Súbitamente la fatiga hizo presa en él. Guardó los formularios en el bolsillo junto a la pistola y asumió una posición semisentada en el extremo de un banco. Tan pronto como cerró los ojos cayó medio dormido. Sintió que se deslizaba por la suave pendiente de una colina en la oscuridad, rodando perezosa y sigilosamente, siguiendo el curso de la gravedad. A los pies de la colina había un lago. Alguien frente a él se arrojó al agua, provocando unos remolinos blancos en la superficie. Arkady cayó al lago sin oponer resistencia, se sumergió y se quedó profundamente dormido.
Dos ojos le observaban desde un rostro con las mejillas fláccidas e hirsutas. Una temblorosa mano le apuntaba con una pistola negra.
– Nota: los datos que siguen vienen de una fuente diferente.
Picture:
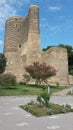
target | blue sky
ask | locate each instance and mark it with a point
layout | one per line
(56, 19)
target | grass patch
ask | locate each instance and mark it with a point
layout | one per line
(27, 90)
(38, 110)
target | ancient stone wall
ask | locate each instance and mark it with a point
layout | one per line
(22, 47)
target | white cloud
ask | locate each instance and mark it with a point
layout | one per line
(6, 10)
(54, 8)
(48, 28)
(1, 42)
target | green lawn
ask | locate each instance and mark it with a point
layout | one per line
(39, 110)
(26, 90)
Tenía los dedos sucios y callosos. Otra mano, cubierta de mugre, sostenía la tarjeta de identidad de Arkady. Al abrir los ojos completamente, vio unos galones de guerra cosidos en una chaqueta llena de manchas. También observó que el hombre, un tullido al que le faltaban las piernas, estaba sentado en un carrito de madera. Junto a las ruedas había unos tacos forrados de goma con los que se propulsaba. Tenía varios dientes de metal y un aliento que apestaba a humo de gasolina. Quizá fuera un coche humano, pensó Arkady.
—Sólo buscaba una botella —dijo el hombre—. No sabía que me había topado con un maldito general. Le pido disculpas.
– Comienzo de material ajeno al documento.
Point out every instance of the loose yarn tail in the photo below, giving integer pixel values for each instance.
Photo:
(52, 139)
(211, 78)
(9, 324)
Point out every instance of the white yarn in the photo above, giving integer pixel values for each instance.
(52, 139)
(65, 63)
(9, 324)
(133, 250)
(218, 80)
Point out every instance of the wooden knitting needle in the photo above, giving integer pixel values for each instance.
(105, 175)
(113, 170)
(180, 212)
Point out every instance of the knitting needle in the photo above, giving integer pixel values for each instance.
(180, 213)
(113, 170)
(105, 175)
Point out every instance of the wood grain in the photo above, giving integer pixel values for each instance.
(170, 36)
La pistola era el Nagant. La sostuvo con cuidado y se la devolvió a Arkady junto con su documento de identidad.
Tras vacilar unos instantes, el hombre le preguntó:
—¿Tiene unas monedas sueltas? ¿No?
El hombre agarró los tacos del carrito para alejarse.
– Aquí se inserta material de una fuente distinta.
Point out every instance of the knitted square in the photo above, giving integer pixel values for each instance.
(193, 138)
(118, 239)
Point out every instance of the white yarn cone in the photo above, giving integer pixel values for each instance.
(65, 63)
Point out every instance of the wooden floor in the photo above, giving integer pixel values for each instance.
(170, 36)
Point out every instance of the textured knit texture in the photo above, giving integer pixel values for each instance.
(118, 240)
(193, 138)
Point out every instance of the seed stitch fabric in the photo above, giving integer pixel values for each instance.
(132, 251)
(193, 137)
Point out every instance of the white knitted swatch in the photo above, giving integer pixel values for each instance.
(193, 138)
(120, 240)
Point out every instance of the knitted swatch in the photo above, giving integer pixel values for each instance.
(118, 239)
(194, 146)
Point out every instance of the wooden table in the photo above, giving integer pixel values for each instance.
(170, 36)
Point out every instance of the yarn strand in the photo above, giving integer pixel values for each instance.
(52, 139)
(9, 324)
Arkady miró el reloj; eran las cinco de la mañana.
—Espere —dijo.
Se le acababa de ocurrir una idea. Dejó la pistola y su tarjeta de identidad en el banco junto a él y sacó el dibujo de la granja. En otro formulario dibujó el interior del cobertizo y todo lo que recordaba haber visto en él: la puerta, la mesa, los vídeos y los ordenadores, las perchas de la ropa, la fotocopiadora, los juegos de dominó, el Grozni sobre la mesa y la alfombrilla persa para las oraciones. Luego añadió una flecha dirigida hacia el norte. De pronto recordó que la alfombrilla parecía nueva, sin huellas de que nadie hubiera apoyado en ella las rodillas o la frente, y estaba orientada hacia el este-oeste. Pero desde Moscú, La Meca quedaba al sur.
—¿Puede darme una moneda de dos kopeks a cambio de un rublo? —preguntó Arkady al hombre.
El mendigo sacó un monedero del interior de su camisa y le entregó una moneda.
—Va a convertirme en un hombre de negocios.
—En un banquero.
Utilizó el mismo teléfono con el que había llamado antes a Polina. Por primera vez sintió que la suerte le sonreía. Rodiónov no estaba acostumbrado a sentirse desconcertado y a oscuras, pero Arkady sí.